In 1018, it saw the Peace of Bautzen, and in 1648, The Treaty of Münster and Osnabrück is signed ending the Eighty Years War.


In 1790, the first purpose built lifeboat was trialled on the river Tyne, and in 1806, the original Lower Trenton Bridge between Pennsylvania and New Jersey opened, as did the Menai Suspension Bridge 20 years later. In 1820, Edward Bransfield spotted the Trinity Peninsula, and claimed the discovery of Antarctica. The town of Yerba Buena became San Francisco.  In 1858, the first Halle concert in Manchester took place, marking the founding of the Halle Orchestra.  In 1862, the first US Ironclad, the USS Monitor, was launched.


In 1911, The USS Terry made the first airplane rescue at sea, near Havana.


It even saw the birth of such luminaries as Percy Thrower, Gene Hackman, Boris Spassky, Christian Bale, Dimitar Berbatov, Peter Crouch, and even Phil Collins.
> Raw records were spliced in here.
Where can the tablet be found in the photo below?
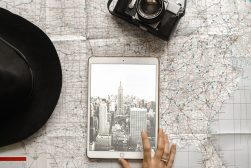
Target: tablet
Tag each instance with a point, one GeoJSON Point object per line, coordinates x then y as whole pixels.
{"type": "Point", "coordinates": [122, 101]}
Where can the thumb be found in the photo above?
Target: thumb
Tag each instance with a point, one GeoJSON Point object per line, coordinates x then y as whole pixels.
{"type": "Point", "coordinates": [124, 163]}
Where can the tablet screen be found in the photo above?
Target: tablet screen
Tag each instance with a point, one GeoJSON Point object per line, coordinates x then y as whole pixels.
{"type": "Point", "coordinates": [122, 104]}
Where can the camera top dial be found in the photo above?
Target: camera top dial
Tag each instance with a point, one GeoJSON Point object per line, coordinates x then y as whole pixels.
{"type": "Point", "coordinates": [150, 11]}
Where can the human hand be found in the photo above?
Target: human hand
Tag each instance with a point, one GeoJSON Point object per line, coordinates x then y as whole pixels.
{"type": "Point", "coordinates": [163, 158]}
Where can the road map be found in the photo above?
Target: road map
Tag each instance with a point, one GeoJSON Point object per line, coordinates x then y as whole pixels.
{"type": "Point", "coordinates": [205, 80]}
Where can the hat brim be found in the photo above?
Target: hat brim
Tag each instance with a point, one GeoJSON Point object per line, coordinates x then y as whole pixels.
{"type": "Point", "coordinates": [45, 64]}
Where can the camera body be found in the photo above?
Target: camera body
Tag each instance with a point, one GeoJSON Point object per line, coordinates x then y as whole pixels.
{"type": "Point", "coordinates": [159, 17]}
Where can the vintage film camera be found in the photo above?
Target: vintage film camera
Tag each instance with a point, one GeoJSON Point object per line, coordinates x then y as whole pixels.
{"type": "Point", "coordinates": [159, 17]}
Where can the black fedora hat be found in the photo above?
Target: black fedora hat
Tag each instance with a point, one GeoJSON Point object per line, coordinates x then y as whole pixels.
{"type": "Point", "coordinates": [30, 78]}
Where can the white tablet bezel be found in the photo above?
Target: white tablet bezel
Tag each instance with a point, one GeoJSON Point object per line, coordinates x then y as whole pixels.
{"type": "Point", "coordinates": [120, 60]}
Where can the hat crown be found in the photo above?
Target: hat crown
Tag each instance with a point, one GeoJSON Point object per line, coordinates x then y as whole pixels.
{"type": "Point", "coordinates": [15, 77]}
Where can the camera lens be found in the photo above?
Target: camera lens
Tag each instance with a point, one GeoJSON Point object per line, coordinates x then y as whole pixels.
{"type": "Point", "coordinates": [150, 7]}
{"type": "Point", "coordinates": [150, 10]}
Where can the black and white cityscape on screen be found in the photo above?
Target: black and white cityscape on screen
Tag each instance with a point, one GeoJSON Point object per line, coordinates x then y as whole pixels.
{"type": "Point", "coordinates": [116, 122]}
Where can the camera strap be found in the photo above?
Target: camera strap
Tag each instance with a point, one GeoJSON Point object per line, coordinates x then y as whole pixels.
{"type": "Point", "coordinates": [114, 13]}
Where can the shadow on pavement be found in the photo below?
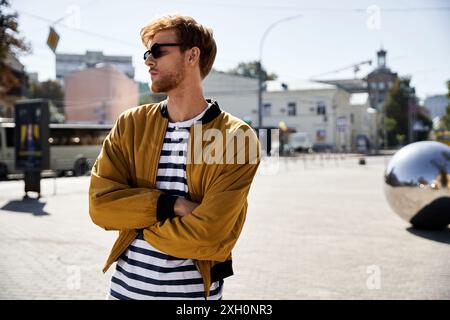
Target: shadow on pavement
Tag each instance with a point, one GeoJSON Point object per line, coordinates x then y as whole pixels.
{"type": "Point", "coordinates": [28, 205]}
{"type": "Point", "coordinates": [435, 235]}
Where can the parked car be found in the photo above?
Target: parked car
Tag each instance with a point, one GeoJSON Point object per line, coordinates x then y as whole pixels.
{"type": "Point", "coordinates": [323, 147]}
{"type": "Point", "coordinates": [300, 142]}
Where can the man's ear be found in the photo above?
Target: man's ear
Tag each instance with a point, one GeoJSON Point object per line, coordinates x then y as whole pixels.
{"type": "Point", "coordinates": [194, 55]}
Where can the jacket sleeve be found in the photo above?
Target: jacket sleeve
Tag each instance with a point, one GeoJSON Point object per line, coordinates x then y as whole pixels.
{"type": "Point", "coordinates": [212, 229]}
{"type": "Point", "coordinates": [113, 203]}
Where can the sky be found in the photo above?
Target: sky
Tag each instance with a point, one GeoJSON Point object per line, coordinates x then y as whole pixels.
{"type": "Point", "coordinates": [322, 37]}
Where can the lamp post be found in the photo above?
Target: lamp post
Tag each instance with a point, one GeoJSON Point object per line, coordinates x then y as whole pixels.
{"type": "Point", "coordinates": [374, 112]}
{"type": "Point", "coordinates": [260, 80]}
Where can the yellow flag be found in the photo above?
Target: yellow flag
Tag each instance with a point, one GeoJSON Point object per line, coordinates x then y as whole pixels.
{"type": "Point", "coordinates": [52, 40]}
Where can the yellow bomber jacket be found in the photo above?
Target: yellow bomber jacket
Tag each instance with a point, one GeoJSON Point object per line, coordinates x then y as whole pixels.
{"type": "Point", "coordinates": [123, 196]}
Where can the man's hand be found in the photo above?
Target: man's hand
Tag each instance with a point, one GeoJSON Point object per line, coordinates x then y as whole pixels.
{"type": "Point", "coordinates": [184, 207]}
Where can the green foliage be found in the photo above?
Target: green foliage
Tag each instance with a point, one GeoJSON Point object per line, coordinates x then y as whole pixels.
{"type": "Point", "coordinates": [444, 123]}
{"type": "Point", "coordinates": [401, 99]}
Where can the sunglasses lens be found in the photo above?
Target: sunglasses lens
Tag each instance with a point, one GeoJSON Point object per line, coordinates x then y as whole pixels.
{"type": "Point", "coordinates": [156, 51]}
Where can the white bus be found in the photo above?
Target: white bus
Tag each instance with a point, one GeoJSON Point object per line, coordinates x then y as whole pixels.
{"type": "Point", "coordinates": [73, 147]}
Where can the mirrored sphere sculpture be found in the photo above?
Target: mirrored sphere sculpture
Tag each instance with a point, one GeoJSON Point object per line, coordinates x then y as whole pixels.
{"type": "Point", "coordinates": [417, 184]}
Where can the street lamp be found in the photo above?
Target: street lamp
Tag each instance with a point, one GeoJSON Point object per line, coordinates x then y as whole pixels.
{"type": "Point", "coordinates": [260, 64]}
{"type": "Point", "coordinates": [375, 113]}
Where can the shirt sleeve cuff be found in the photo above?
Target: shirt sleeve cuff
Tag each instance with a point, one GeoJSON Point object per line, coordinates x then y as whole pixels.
{"type": "Point", "coordinates": [165, 207]}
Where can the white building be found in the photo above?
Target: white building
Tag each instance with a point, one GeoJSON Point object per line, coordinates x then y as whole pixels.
{"type": "Point", "coordinates": [69, 63]}
{"type": "Point", "coordinates": [327, 112]}
{"type": "Point", "coordinates": [235, 94]}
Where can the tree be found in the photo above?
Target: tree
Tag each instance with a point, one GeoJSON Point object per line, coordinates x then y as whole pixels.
{"type": "Point", "coordinates": [444, 122]}
{"type": "Point", "coordinates": [400, 98]}
{"type": "Point", "coordinates": [250, 69]}
{"type": "Point", "coordinates": [11, 45]}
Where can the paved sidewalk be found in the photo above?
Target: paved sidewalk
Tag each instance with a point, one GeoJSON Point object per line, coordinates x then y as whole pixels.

However, I always remember a conversation that I had nearly twenty years ago with a friend called Georgina.  She mentioned that her birthday was on the 30th January, and I pointed out some (or, perhaps most) of the less auspicious things that had happened on this day over the years.  When I first wrote this, I had not seen Georgina for seventeen years, but we did meet up in 2013 in Sydney, and it was great to catch up after all that time.  However, on the morning that I was initially writing this, I was driving to the station, and was prompted by the radio that it was, in fact, the 30th January, my mind scanned through the various world events of this day in history, and settled on thinking, “Happy Birthday, Georgina”.